In the present study, medium leisure-time PA levels (1.0–3.0 MET-h/day for men and 1.0–3.4 MET-h/day for women) were associated with the occurrence of falls. These PA levels are nearly equivalent to 20–60 min/day (or 140–420 min/week) of “walking for pleasure” (3.5 METs) [25]. Medium leisure-time PA levels were set in accordance with the WHO recommendation of performing at least 150 min of moderate-intensity (3–5 METs) PA throughout the week [26]. As for leisure-time PA intensity, the high intensity group had a significantly lower risk of recurrent falls, suggesting that higher-intensity leisure-time exercise may be more effective in preventing falls.

The association between medium leisure-time PA levels and reduced risk of recurrent falls was more robust in women than in men in the present study. Since women are more likely to be sarcopenic and have limitations in functional activities than men [27], leisure-time PA may be more important for women in terms of maintaining their physical function, and hence, preventing falls. Moreover, estrogen, which has a protective effect on skeletal muscle [27], may be involved in the U-shaped association observed between leisure-time PA levels and fall risk in women. For example, moderate leisure-time PA levels are reportedly associated with high estrogen levels provided potentially by endogenous or exogenous factors [28].

There are several limitations in this study. First, we obtained information on PAs and falls from participant self-reports. Thus, PA data were subjective rather than objective. Future studies using objective PA data from a large cohort would be informative.

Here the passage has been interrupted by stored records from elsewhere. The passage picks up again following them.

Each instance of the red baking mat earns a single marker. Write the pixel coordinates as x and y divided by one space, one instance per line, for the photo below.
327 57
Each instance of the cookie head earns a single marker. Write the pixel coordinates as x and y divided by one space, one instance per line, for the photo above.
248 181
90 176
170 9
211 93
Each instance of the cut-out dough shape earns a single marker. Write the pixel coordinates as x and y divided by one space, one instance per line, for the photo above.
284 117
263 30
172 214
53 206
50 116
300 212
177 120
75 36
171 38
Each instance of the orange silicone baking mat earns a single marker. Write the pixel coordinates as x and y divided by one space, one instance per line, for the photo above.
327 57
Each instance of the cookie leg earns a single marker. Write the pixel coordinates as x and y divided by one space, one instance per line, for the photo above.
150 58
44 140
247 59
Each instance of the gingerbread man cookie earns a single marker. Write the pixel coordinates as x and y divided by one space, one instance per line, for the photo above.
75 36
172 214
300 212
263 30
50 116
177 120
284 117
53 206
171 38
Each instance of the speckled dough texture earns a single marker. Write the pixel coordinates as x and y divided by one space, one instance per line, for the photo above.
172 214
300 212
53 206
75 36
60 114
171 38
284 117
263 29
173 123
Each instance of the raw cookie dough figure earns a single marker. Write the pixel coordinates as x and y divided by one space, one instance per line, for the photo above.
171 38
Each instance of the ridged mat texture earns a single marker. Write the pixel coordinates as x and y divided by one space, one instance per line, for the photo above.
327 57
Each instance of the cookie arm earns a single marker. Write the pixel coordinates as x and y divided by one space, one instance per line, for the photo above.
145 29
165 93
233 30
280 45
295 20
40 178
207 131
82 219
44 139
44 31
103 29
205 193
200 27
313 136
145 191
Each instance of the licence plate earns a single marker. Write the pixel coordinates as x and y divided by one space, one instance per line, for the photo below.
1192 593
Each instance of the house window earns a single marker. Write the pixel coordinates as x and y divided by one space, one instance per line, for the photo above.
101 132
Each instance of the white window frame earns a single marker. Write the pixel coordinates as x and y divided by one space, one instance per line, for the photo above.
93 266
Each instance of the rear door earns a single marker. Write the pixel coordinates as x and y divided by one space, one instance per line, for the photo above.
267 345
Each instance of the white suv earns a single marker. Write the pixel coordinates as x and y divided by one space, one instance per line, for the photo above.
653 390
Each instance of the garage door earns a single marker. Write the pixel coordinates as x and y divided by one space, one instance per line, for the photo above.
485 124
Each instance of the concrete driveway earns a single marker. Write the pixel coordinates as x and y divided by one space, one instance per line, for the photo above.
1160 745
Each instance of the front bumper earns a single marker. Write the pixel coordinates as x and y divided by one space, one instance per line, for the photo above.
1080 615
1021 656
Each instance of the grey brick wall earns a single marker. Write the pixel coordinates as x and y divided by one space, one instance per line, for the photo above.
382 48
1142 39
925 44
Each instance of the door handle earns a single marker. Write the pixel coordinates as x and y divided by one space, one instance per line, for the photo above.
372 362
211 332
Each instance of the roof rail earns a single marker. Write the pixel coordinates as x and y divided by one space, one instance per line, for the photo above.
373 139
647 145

We also collected retrospective fall occurrence data by self-report, and did not collect fall data for the period of 5 years from the first survey to the second survey, but instead used the information on falls during the past year before the second survey to determine the incidence of recurrent falls. Collectively, these limitations might have resulted in misclassification bias. In addition, we did not have information on other potential risk factors for recurrent falls, such as adverse events (e.g., injuries), during the 5-year period. A follow-up study to assess PA and falls annually may help clarify whether the progress in PA levels in the past year is a predictor of recurrent falls. Second, fall data were only obtained from participants who completed the second survey, and those who did not may have had a physical disability. This may have led to another bias that resulted in underestimation of ORs. Third, the proportion of participants engaging in walking quickly or light-to-moderate exercise at least once a week was 39%, whereas that for strenuous exercise was only 8% (data not shown), indicating that balance-type exercises were much more common than strength or endurance exercises. Therefore, our findings may not be generalizable to populations with a different exercise structure. Finally, we targeted community-dwelling people, most of whom were considered physically independent. Therefore, our results may not be generalizable to frail people who are likely institutionalized.

Conclusions

In conclusion, medium leisure-time PA levels are associated with the risk of recurrent falls in middle-aged and older people, but high leisure-time PA levels are not, suggesting that the association between leisure-time PA levels and the risk of recurrent falls is U-shaped. Additionally, higher level non-leisure-time PA is associated with a higher risk of recurrent falls, suggesting that PA is potentially harmful. Further cohort studies are necessary to confirm our results.